About the Speakers: 

Asfandyar Mir is a Postdoctoral fellow at the Center for International Security and Cooperation at Stanford University. His research interests are in international security with current work focusing on counterterrorism, counterinsurgency, drone warfare, US counterterrorism policy, South Asia security issues, misinformation dynamics, and Al-Qaida. Some of his research has appeared in peer-reviewed journals, such as International Security, International Studies Quarterly, and Security Studies.

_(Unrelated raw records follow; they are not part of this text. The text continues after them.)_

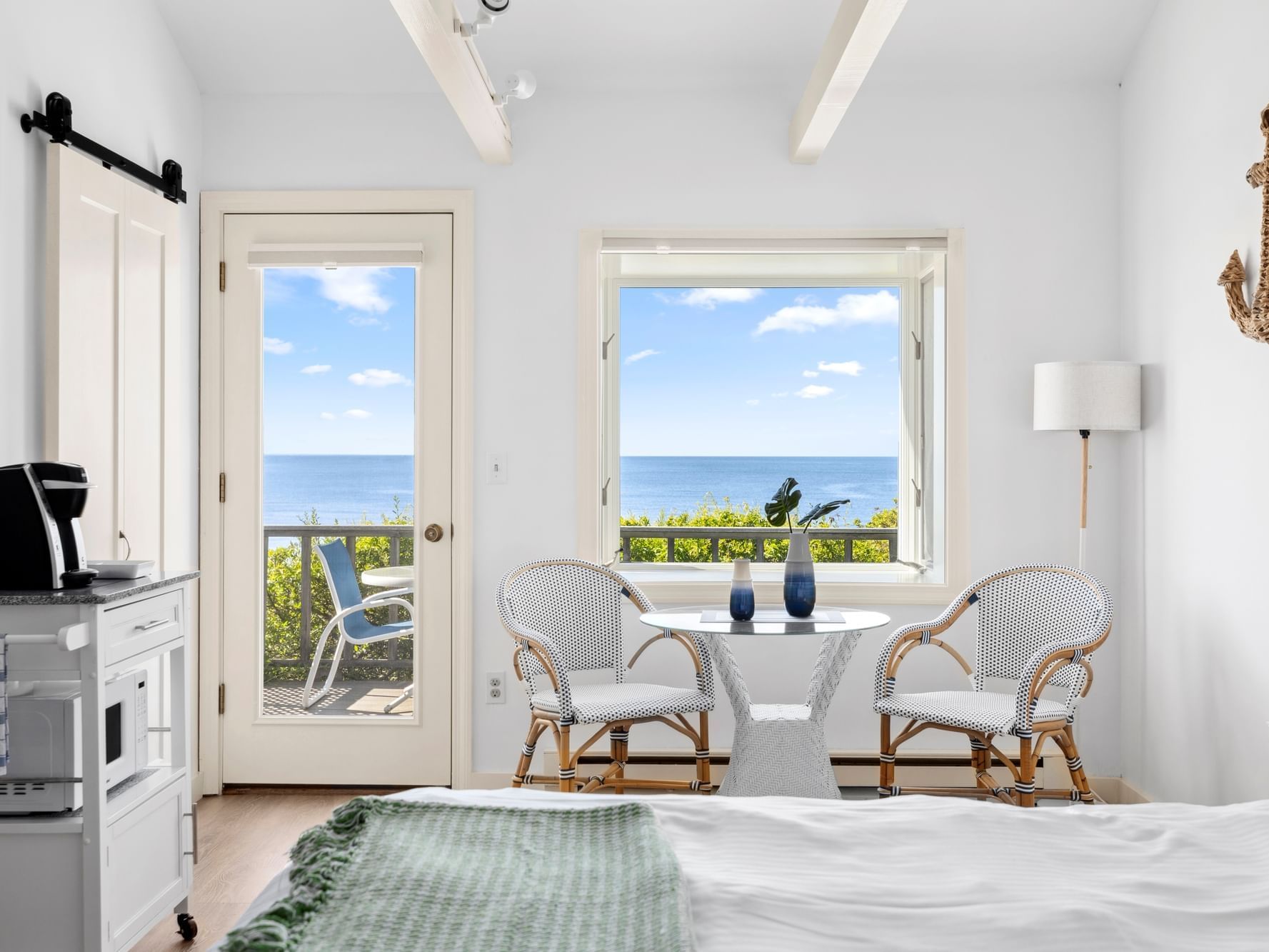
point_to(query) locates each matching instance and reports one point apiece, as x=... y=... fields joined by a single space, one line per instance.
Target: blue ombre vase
x=741 y=591
x=800 y=578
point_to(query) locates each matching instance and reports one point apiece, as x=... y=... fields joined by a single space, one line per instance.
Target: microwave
x=45 y=743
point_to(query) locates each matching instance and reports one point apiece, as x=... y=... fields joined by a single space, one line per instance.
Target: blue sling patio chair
x=349 y=617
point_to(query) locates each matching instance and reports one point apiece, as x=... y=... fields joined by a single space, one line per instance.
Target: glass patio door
x=336 y=504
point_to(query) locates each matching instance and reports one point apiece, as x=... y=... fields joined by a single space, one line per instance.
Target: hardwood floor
x=244 y=837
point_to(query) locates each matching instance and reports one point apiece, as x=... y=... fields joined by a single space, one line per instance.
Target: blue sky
x=339 y=361
x=759 y=371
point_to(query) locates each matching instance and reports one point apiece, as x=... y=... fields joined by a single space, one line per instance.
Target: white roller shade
x=368 y=256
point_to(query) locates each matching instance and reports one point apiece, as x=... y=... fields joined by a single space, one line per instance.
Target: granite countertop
x=99 y=593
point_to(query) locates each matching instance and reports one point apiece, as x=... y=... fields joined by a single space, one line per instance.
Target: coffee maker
x=41 y=504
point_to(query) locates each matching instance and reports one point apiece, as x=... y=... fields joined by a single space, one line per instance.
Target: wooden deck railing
x=349 y=533
x=758 y=535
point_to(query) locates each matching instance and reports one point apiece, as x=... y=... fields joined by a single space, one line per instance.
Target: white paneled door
x=336 y=428
x=114 y=284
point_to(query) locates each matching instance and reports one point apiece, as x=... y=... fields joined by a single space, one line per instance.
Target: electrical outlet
x=495 y=688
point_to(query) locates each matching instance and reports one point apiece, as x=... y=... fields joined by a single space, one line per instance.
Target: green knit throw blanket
x=400 y=876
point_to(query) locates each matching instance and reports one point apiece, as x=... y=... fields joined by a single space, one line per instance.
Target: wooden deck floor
x=284 y=698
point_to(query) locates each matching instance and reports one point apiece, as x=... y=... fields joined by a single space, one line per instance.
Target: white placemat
x=774 y=615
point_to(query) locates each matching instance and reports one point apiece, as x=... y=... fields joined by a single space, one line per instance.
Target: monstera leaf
x=783 y=506
x=821 y=511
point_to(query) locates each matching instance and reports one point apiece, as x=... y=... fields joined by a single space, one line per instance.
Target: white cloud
x=877 y=308
x=813 y=391
x=852 y=369
x=641 y=354
x=710 y=299
x=375 y=377
x=352 y=287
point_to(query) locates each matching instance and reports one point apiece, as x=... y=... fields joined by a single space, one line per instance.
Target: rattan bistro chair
x=566 y=616
x=1037 y=625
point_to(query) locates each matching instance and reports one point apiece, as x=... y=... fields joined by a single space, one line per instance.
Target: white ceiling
x=620 y=46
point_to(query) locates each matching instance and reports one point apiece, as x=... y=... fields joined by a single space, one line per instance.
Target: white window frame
x=598 y=411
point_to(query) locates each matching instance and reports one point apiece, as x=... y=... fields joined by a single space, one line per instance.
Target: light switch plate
x=496 y=467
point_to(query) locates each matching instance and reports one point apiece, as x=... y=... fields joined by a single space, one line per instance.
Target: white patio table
x=391 y=576
x=778 y=749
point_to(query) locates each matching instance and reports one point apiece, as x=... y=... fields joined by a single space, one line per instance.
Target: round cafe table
x=778 y=749
x=392 y=576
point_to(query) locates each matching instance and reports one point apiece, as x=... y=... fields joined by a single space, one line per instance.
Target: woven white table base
x=779 y=749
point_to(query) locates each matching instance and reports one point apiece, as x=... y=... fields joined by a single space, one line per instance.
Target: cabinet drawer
x=142 y=625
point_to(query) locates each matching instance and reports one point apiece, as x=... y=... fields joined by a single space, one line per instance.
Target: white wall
x=131 y=91
x=1030 y=174
x=1197 y=516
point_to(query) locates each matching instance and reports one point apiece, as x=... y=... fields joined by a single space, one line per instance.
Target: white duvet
x=941 y=873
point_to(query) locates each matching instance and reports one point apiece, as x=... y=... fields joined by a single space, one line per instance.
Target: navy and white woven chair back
x=576 y=603
x=1028 y=607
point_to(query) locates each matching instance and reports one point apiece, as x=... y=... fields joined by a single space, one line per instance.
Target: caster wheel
x=186 y=926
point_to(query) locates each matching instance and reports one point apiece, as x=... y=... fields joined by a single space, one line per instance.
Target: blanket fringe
x=316 y=860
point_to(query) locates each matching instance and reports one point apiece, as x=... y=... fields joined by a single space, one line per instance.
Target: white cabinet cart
x=101 y=878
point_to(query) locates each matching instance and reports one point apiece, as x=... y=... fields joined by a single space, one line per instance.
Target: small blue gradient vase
x=800 y=578
x=741 y=591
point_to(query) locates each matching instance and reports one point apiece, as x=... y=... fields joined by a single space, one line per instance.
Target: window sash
x=914 y=548
x=893 y=584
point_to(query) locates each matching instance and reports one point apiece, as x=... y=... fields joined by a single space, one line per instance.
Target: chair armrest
x=387 y=593
x=378 y=603
x=696 y=646
x=1038 y=672
x=692 y=649
x=547 y=651
x=910 y=636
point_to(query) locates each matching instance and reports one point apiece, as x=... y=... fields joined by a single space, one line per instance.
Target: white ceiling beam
x=457 y=68
x=854 y=39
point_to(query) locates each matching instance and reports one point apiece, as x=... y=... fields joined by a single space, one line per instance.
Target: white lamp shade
x=1088 y=395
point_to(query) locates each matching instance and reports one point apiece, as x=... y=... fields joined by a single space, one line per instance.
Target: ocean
x=348 y=488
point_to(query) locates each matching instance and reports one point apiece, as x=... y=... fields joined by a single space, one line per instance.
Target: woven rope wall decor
x=1253 y=321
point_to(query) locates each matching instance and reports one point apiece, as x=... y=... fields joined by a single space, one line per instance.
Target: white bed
x=942 y=873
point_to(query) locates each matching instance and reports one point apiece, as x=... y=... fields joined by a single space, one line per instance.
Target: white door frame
x=214 y=207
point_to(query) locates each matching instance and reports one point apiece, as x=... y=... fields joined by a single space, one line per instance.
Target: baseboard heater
x=836 y=759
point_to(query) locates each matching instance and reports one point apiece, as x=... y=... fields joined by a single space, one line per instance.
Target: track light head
x=521 y=84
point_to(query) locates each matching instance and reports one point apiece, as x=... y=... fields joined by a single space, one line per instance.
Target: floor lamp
x=1085 y=396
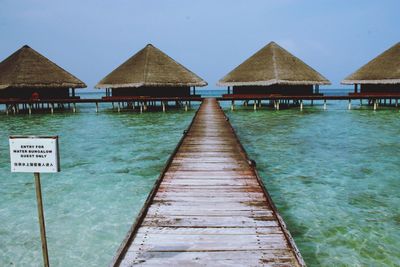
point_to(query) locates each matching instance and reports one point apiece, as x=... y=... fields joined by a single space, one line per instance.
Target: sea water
x=334 y=176
x=109 y=163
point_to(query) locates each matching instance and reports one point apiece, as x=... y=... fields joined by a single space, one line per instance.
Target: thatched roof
x=26 y=68
x=150 y=67
x=384 y=69
x=272 y=65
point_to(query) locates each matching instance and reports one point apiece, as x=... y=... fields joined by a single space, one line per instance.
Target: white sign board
x=34 y=154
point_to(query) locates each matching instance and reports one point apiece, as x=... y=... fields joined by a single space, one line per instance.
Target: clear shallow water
x=109 y=162
x=334 y=176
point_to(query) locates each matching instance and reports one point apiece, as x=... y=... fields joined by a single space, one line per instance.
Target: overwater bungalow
x=273 y=71
x=150 y=73
x=28 y=75
x=380 y=76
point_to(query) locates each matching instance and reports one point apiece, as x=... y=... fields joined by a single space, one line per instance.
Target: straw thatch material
x=26 y=68
x=272 y=65
x=153 y=68
x=384 y=69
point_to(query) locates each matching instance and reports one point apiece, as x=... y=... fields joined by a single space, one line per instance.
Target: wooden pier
x=209 y=207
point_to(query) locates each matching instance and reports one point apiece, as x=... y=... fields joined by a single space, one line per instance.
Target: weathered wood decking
x=209 y=207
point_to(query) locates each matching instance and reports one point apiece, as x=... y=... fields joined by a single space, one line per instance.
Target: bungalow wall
x=152 y=91
x=274 y=89
x=380 y=88
x=26 y=93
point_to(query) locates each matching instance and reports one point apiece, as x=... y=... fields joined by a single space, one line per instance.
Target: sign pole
x=41 y=219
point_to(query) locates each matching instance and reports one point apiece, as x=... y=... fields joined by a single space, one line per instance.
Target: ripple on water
x=334 y=177
x=109 y=163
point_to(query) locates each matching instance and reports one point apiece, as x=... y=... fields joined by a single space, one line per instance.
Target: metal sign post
x=41 y=220
x=36 y=154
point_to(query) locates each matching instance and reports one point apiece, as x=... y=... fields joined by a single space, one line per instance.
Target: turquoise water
x=334 y=176
x=109 y=162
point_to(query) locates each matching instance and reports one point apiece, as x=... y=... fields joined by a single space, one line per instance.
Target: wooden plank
x=209 y=207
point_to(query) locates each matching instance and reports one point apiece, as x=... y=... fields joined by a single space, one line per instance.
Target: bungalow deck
x=209 y=207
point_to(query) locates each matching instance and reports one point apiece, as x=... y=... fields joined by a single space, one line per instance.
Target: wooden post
x=41 y=220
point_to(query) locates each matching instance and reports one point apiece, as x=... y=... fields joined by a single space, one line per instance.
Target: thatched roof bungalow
x=150 y=72
x=379 y=76
x=273 y=70
x=27 y=73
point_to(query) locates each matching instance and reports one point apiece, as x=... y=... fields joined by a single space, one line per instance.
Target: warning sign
x=34 y=154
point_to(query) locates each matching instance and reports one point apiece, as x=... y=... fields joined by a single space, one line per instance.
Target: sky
x=90 y=38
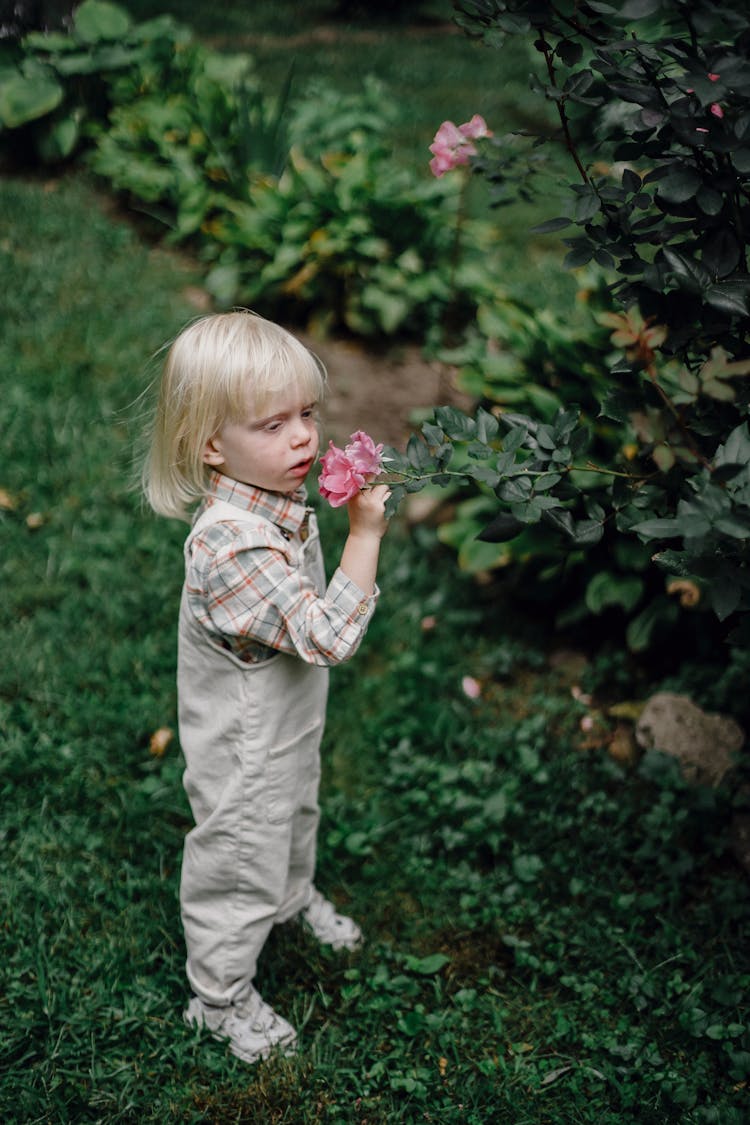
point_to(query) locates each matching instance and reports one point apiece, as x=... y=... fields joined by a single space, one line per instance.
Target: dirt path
x=379 y=393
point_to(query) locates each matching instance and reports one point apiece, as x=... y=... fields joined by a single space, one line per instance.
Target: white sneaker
x=252 y=1029
x=330 y=927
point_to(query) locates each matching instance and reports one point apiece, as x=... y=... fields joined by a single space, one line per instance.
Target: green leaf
x=397 y=494
x=641 y=629
x=26 y=99
x=587 y=532
x=724 y=597
x=607 y=590
x=731 y=296
x=97 y=19
x=503 y=527
x=687 y=525
x=687 y=270
x=551 y=225
x=457 y=425
x=735 y=450
x=428 y=965
x=681 y=183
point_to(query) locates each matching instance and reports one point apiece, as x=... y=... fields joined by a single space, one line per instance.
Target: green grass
x=551 y=939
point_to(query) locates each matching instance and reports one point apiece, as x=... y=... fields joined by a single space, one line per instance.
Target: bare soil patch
x=381 y=393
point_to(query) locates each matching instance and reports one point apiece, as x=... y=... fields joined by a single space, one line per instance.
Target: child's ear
x=211 y=452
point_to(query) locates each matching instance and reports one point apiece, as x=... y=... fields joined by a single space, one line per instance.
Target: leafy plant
x=666 y=88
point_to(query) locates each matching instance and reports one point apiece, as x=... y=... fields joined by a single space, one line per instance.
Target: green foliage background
x=549 y=938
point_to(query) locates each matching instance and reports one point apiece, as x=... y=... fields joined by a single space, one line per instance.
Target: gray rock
x=704 y=744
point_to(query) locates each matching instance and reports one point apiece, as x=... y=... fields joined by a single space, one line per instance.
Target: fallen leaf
x=160 y=740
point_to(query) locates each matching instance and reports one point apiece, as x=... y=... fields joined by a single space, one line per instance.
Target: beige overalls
x=251 y=736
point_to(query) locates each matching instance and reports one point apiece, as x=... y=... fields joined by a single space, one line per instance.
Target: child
x=236 y=432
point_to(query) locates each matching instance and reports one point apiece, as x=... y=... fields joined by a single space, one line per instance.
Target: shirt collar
x=287 y=512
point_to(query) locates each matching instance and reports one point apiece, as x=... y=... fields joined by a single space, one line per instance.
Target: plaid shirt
x=244 y=587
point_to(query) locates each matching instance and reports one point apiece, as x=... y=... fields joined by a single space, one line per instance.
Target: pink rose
x=345 y=471
x=471 y=687
x=364 y=455
x=453 y=144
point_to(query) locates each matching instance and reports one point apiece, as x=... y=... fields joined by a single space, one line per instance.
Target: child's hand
x=367 y=527
x=367 y=512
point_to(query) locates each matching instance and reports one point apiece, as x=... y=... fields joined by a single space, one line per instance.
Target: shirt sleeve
x=253 y=590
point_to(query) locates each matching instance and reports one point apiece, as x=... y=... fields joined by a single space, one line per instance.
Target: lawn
x=553 y=937
x=550 y=937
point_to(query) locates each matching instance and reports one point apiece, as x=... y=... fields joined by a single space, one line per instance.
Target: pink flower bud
x=345 y=471
x=453 y=144
x=471 y=687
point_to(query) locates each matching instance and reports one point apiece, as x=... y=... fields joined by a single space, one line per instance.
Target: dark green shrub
x=668 y=88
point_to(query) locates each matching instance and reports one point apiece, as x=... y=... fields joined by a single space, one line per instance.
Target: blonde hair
x=217 y=369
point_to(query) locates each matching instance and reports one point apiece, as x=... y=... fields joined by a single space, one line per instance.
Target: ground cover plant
x=551 y=937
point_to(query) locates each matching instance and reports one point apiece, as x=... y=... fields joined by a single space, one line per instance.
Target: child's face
x=273 y=450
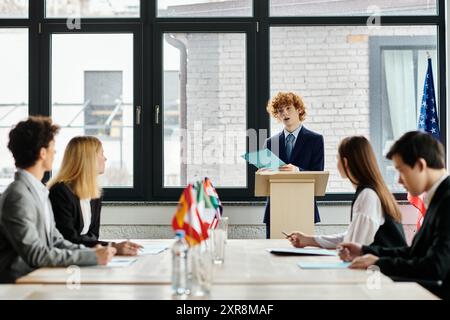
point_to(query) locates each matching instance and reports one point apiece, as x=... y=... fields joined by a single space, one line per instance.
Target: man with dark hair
x=419 y=158
x=28 y=236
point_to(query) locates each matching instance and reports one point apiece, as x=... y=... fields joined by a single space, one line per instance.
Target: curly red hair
x=284 y=99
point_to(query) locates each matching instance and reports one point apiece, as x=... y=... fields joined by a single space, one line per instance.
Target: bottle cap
x=180 y=233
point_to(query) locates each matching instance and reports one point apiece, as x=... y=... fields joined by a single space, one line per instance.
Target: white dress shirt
x=87 y=214
x=367 y=219
x=294 y=133
x=43 y=192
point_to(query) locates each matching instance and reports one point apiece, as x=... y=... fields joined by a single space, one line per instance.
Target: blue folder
x=323 y=265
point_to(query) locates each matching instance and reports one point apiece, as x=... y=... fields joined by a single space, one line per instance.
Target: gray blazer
x=24 y=243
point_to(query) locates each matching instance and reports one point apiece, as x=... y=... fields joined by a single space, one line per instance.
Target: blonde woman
x=76 y=196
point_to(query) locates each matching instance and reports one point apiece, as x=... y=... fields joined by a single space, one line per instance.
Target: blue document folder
x=302 y=251
x=264 y=159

My commentary has appeared in Foreign Affairs, Foreign Policy, H-Diplo, Lawfare, and Washington Post Monkey Cage.

 

Tamar Mitts is Assistant Professor at the School of International and Public Affairs and a Faculty Member at the Data Science Institute and the Saltzman Institute of War and Peace Studies at Columbia University. Her research applies machine learning and text analysis methods to study political behavior in the digital age, and has been published in the American Political Science ReviewInternational Organization, the Journal of Economic Perspectives, and Political Science Research and Methods, among other outlets.

 

Paul Staniland is Associate Professor of Political Science at the University of Chicago and a nonresident scholar in the South Asia Program at the Carnegie Endowment for International Peace. His research focuses on political violence and international security in South Asia. Staniland’s first book, Networks of Rebellion: Explaining Insurgent Cohesion and Collapse, was published by Cornell University Press in 2014, and his second book, Armed Politics: Violence, Order, and the State in South Asia, will be published by Cornell in 2022.